I did pretty well on the verbal section of the SAT, at least for someone who chose to pursue engineering. But this question kicked my ass:
Part of the following sentence is underlined; beneath the sentence are five ways of phrasing the underlined material. Select the option that produces the best sentence. If you think the original phrasing produces a better sentence than any of the alternatives, select choice A.
"The gong, believed to have originated in Western Asia, reached China in the sixth century, where it continues to be used for a wide range of purposes, including as a military signal, a rhythmic accompaniment for vocal performance, and a ritual instrument."
A. including as
B. which include
C. which includes
E. they include as
Here is the answer:
Choice (A) is correct. It avoids the errors of the other options by correctly using the preposition “as” to introduce the “wide range of purposes” for which the gong is used.
Only 21% of online respondents answered the question correctly, i.e. about the rate of random guessing.
The alternative to the underlined phase that immediately sprang to mind was "such as", meaning "for example". However, such a use is considered idiomatic, and is in any case not among the options.

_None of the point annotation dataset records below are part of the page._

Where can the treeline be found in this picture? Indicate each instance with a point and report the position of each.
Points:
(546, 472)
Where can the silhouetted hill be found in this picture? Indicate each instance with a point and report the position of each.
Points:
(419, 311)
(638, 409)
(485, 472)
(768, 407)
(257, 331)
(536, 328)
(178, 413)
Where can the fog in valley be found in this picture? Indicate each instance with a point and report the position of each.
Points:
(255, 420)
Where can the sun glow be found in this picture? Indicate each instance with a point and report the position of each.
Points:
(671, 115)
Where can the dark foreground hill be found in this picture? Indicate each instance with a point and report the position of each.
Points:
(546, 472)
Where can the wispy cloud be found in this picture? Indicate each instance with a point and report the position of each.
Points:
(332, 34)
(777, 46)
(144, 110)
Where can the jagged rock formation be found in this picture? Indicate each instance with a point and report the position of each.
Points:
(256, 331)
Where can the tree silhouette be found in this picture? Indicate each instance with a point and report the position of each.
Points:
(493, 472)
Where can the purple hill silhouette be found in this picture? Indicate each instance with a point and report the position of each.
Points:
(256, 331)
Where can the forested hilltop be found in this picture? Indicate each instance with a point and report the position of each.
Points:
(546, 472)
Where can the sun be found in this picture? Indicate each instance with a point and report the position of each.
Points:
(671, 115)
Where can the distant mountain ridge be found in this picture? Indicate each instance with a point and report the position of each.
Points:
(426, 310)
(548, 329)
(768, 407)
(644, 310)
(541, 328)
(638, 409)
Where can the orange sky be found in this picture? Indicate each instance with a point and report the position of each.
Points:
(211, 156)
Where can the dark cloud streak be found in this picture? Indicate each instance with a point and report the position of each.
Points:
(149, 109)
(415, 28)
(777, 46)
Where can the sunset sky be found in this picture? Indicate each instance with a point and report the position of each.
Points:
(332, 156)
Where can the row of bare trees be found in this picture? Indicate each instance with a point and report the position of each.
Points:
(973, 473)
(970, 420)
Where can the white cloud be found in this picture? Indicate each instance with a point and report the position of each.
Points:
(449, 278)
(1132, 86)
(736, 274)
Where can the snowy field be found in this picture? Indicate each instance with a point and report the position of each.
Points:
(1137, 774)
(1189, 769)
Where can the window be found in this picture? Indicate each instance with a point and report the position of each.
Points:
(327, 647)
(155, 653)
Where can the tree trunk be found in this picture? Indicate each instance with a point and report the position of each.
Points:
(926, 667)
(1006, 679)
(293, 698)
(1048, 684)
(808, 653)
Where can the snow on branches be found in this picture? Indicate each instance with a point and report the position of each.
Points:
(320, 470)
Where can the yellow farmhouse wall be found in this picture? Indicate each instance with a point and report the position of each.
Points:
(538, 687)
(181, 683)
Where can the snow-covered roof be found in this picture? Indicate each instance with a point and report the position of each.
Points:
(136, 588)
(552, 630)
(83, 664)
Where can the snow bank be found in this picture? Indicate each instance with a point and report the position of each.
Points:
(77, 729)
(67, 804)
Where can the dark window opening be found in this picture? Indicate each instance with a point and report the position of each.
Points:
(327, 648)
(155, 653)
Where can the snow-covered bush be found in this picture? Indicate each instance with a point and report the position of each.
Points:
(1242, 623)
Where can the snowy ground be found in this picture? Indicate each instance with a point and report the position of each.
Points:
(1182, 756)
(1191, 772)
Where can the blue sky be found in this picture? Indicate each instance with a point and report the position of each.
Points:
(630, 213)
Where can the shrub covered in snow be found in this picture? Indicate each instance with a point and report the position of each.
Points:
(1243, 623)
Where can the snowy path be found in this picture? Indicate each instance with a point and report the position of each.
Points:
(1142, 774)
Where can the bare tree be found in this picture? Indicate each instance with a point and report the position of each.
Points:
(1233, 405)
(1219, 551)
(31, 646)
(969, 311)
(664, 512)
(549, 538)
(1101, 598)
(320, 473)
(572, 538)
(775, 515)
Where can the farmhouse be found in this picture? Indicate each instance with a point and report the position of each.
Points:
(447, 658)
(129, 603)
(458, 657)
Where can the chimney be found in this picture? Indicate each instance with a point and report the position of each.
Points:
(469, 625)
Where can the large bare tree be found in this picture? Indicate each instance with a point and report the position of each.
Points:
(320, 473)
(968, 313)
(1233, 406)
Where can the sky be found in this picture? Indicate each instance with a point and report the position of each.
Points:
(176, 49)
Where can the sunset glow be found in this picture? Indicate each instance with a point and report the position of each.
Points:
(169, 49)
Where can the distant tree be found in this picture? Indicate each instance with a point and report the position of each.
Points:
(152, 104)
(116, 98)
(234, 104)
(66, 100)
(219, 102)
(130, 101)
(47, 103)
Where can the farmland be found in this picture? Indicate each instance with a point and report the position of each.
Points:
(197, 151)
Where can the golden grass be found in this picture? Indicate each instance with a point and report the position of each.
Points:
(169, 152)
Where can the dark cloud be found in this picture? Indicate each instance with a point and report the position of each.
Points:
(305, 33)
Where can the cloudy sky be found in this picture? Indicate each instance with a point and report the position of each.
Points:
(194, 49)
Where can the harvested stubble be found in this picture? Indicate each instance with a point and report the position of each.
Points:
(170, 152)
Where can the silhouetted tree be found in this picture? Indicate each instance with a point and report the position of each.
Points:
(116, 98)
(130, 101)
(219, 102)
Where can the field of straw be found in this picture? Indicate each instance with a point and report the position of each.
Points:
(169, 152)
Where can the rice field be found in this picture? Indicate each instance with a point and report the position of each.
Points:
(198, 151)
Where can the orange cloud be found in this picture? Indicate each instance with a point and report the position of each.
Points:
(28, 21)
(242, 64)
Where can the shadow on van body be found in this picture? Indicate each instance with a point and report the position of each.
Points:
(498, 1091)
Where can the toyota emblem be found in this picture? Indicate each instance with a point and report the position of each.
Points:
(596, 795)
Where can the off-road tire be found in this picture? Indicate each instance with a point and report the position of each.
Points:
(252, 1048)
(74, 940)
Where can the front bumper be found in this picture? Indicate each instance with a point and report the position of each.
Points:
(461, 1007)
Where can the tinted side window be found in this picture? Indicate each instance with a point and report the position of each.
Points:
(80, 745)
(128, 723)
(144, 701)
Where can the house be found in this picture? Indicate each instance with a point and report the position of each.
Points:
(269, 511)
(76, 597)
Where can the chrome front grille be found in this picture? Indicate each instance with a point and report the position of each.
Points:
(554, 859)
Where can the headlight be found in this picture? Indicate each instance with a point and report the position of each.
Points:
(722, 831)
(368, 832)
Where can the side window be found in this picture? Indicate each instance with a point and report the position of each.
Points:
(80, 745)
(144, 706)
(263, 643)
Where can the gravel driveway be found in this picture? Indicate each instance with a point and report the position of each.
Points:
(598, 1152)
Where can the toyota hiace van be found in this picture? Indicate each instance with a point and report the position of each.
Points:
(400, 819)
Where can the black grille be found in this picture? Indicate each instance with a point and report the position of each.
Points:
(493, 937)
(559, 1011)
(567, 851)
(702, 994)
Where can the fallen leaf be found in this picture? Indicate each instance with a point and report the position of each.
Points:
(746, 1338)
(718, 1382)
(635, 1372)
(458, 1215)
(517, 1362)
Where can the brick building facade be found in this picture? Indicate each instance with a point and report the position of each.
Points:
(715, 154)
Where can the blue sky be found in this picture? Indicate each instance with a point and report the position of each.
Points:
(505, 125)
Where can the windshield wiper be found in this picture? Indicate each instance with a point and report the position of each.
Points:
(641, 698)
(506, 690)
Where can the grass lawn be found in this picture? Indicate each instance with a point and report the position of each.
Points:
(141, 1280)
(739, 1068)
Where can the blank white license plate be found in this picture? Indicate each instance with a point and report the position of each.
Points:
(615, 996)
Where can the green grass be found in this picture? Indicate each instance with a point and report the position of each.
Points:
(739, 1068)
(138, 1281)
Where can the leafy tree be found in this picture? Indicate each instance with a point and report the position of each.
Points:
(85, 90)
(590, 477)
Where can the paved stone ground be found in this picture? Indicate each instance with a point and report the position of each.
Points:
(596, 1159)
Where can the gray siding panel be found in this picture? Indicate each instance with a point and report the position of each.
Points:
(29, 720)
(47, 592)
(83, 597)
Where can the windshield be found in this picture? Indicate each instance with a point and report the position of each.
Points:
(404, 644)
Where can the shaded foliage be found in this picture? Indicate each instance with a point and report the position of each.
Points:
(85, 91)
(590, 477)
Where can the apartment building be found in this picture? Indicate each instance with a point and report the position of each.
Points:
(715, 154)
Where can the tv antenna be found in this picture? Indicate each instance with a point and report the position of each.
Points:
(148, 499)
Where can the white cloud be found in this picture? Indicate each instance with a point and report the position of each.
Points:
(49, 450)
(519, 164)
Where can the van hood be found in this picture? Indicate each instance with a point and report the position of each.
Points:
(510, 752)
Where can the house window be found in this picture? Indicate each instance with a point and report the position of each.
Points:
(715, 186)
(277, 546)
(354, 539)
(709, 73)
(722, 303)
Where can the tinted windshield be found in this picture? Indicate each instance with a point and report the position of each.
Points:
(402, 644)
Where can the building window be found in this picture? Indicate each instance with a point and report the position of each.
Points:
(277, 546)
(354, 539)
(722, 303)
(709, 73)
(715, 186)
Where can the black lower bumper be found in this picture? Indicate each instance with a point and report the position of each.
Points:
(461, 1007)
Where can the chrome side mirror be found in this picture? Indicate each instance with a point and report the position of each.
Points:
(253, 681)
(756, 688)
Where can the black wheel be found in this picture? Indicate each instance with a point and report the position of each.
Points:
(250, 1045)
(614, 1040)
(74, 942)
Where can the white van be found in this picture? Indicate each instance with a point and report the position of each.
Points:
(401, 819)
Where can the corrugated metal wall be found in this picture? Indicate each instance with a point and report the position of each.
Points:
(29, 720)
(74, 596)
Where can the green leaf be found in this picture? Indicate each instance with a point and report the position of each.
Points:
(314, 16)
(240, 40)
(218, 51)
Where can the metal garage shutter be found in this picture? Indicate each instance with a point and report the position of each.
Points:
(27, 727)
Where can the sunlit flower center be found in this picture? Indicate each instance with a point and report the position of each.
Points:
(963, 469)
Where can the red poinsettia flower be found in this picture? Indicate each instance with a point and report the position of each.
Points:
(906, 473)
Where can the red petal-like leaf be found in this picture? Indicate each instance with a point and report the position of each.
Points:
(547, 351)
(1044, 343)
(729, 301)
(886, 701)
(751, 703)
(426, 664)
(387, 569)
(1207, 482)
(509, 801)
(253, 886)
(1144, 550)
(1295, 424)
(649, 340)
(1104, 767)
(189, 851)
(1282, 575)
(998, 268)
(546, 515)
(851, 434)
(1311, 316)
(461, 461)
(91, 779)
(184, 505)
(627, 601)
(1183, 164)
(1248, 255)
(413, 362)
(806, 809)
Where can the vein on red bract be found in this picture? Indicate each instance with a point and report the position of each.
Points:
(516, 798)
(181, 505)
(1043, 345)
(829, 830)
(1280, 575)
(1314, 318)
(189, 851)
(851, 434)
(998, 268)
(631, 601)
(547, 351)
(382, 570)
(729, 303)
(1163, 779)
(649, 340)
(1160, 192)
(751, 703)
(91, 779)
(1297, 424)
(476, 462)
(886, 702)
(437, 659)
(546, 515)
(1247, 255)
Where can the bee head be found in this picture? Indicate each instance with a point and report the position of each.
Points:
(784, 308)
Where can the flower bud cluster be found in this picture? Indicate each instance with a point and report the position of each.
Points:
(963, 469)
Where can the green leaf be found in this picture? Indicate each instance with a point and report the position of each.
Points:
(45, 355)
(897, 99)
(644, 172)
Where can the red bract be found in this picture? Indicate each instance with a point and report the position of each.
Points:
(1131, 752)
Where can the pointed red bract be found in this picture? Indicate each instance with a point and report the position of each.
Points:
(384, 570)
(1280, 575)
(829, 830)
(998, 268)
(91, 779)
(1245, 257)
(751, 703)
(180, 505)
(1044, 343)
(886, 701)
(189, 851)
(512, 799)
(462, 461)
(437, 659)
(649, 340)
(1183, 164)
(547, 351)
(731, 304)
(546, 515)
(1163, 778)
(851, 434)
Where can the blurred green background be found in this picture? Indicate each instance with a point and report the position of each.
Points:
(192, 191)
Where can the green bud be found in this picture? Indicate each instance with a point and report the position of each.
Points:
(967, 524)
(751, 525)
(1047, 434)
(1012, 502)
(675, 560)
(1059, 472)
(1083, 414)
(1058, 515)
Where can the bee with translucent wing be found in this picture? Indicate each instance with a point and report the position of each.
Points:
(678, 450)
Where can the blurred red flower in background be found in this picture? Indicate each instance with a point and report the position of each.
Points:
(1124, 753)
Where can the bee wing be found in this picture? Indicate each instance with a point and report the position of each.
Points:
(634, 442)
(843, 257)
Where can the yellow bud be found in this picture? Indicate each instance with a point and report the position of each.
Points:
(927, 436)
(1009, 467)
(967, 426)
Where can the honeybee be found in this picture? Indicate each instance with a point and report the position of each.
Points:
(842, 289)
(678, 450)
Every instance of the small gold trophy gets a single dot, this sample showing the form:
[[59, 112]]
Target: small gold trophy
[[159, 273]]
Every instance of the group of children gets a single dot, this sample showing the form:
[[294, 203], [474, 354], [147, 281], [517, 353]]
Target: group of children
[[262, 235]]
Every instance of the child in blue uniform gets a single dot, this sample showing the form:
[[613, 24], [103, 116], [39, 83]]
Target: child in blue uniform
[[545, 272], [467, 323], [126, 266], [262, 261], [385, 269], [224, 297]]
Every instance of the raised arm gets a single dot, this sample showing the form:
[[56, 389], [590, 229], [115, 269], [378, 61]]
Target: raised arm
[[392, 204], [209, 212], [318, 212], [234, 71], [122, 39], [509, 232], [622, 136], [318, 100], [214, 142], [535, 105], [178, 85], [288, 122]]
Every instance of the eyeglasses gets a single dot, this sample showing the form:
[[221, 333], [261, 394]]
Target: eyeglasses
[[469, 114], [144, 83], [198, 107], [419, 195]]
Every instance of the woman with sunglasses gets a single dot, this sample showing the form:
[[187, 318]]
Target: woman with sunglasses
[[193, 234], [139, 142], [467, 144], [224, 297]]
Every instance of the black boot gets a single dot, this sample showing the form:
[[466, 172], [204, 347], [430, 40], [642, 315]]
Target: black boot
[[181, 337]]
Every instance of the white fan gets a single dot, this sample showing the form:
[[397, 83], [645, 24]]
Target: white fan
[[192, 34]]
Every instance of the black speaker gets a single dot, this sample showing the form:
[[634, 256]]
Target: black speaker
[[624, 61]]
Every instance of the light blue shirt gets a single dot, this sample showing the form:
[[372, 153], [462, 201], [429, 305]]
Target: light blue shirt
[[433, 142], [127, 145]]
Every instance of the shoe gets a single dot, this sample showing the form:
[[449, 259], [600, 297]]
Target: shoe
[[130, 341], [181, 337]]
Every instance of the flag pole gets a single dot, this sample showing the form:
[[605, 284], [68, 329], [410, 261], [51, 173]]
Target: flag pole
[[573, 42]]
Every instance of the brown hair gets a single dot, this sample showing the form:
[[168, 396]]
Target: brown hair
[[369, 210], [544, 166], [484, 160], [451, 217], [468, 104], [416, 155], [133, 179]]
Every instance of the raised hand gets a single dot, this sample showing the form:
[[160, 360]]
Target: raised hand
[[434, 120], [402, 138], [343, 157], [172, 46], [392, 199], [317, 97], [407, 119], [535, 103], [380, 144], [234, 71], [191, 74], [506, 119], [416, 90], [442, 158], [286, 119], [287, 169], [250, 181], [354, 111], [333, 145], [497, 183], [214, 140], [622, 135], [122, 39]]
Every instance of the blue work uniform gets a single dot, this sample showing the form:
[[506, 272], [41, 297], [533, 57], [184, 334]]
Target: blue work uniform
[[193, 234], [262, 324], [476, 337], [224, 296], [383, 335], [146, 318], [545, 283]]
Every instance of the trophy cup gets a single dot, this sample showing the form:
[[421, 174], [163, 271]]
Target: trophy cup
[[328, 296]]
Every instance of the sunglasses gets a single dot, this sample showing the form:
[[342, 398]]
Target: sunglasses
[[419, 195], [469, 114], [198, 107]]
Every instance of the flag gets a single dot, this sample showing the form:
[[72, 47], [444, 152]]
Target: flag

Among the listed answers, (E) is obviously wrong, given the punctuation.
(C) is wrong because since "purposes" is plural, it requires the plural noun "include", not the singular "includes".
But that said, why is (B) wrong: ". . . used for a wide range of purposes, which include a military signal, . . . ."? Can't a "military signal" be a "purpose"?
For that matter, why is (D) wrong?
Frankly, (A) would have been my third choice. I suppose if we were to drop the "include", we would say, "purpose as a military signal". But the construction still feels uncomfortable.